Maybe you’d play in the actual basketball games here and there. You’d spend just as much as time on Twitter, checking your mentions and getting into flame wars with ESPN hosts. The game would treat basketball as entré into a very bizarre and sometimes charmed life, not as the object itself. Millions of people play basketball; the video game is just a different version of something they’ve experienced themselves. But not nearly as many people know what it’s really like to be inside Tatum’s head, given the life he leads. That, surely, would be more innovative than wasting hours trying to boost his offensive awareness stat to 99.

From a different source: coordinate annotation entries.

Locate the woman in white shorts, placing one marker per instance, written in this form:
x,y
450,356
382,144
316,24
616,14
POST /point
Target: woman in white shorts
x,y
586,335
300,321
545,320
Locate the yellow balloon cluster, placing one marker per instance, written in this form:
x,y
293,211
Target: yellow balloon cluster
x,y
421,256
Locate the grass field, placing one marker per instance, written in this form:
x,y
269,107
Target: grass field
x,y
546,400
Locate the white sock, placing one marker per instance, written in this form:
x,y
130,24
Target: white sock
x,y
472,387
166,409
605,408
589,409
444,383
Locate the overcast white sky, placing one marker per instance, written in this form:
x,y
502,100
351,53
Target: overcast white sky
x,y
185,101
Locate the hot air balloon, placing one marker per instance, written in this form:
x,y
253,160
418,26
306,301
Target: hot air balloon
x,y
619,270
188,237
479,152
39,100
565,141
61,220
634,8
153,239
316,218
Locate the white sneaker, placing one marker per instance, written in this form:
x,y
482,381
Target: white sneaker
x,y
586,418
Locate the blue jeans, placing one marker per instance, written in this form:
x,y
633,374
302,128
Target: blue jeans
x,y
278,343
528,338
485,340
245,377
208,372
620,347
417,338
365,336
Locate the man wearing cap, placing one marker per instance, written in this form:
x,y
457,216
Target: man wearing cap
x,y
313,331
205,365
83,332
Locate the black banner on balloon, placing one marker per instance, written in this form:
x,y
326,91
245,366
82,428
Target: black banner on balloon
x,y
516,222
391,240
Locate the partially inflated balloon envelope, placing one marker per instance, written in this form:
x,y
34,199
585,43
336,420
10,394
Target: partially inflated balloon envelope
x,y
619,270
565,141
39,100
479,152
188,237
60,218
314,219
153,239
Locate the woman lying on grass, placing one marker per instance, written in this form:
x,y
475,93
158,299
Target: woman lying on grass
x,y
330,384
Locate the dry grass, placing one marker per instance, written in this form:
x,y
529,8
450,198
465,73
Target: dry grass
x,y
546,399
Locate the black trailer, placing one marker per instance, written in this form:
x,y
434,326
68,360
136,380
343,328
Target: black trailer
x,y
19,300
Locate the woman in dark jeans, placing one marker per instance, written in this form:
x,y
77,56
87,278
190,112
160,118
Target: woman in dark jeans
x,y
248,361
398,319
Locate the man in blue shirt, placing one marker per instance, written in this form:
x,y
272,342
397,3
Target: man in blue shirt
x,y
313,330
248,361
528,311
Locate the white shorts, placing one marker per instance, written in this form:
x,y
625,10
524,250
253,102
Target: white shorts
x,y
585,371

Why not broaden the ongoing attempt to justify video games as art, and make a game like this? Well, because it wouldn’t be as fun, and would probably require computer processing more complicated than what we currently have in order to truly simulate reality. (No “Press X to pay respects, please.”) But surely some enterprising indie games developer could tackle a text-based, pixelated version of this experience. What’s more interesting: animating an accurate reverse layup, or animating an accurate portrayal of Tatum’s thought process when someone he doesn’t recognize walks up to him with a big smile and says, “It’s been forever!” Come on, let’s really probe the limits of simulated consciousness. If you’re a coder with some time to spare, I’m here to write the script.

Eventually I got bored playing the game; I was losing by a lot, as I couldn’t make the players do anything but bump into each other and fire off-balance threes. I had somewhere else to be, and so with mild reluctance vacated my spot, allowing one of the surrounding photo takers to swarm in, and overtake it. In the distance, I saw Kevin Garnett’s seven-foot frame looming over a gaggle of photographers and fans, lights going off, a practiced smile on his face as he talked to an interviewer I couldn’t see. As I walked away, I looked back at Tatum, still playing the game. I would’ve given anything to know what he was really thinking about.